Accountants across the globe have a shared purpose: to report on financial information that will inform the most critical business decisions. As a result, it’s imperative that these numbers are delivered with accuracy and complete confidence.
But trust in Audit and Accounting has been shaken by misreporting and fraud scandals. Our recent survey revealed that trust in public companies dropped 10% in just 3 years, and also exposed a trust gap: while 70% of CFOs trust the accuracy of their financial data, only 38% of accounting professionals say the same.
If our F&A organizations lack confidence in the numbers, how can we expect the general public to trust this data?
There’s an opportunity for finance and accounting organizations to address this gap and begin increasing investor confidence.
To gain a better understanding of the role that F&A can play, BlackLine worked with independent research firm Censuswide to ask over 760 institutional investors what they think about the financial controls and processes at their portfolio companies.
Keep reading to learn a few of the key results. You can get your copy of the full report here, which includes BlackLine’s take on how to protect investor trust.

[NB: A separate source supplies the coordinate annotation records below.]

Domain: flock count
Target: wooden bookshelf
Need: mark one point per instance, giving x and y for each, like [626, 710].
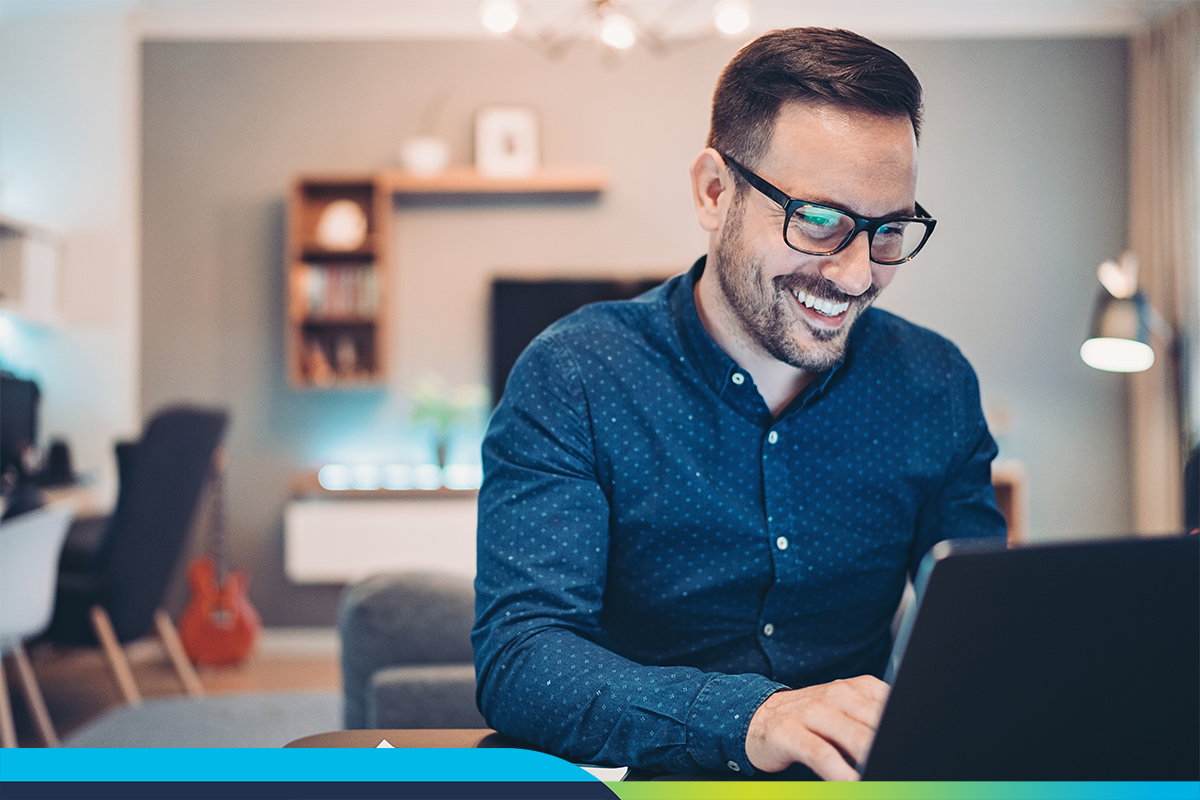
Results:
[465, 180]
[336, 316]
[337, 298]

The Importance of Real-Time, Accurate Financial Reporting
High-profile examples of financial fraud and non-compliance are contributing to declining investor trust. Fifty-eight percent of those surveyed are concerned about the lack of transparency in their portfolio companies’ financial statements, and with the technological innovation available to Finance, there is no excuse for a lack of visibility into the numbers.
A more granular, real-time view of financial data is becoming essential to help investors understand how organizations are performing at any given time. In fact, 52% of investors strongly agree that when a company has a good track record of accurate financial reporting, it helps them feel informed.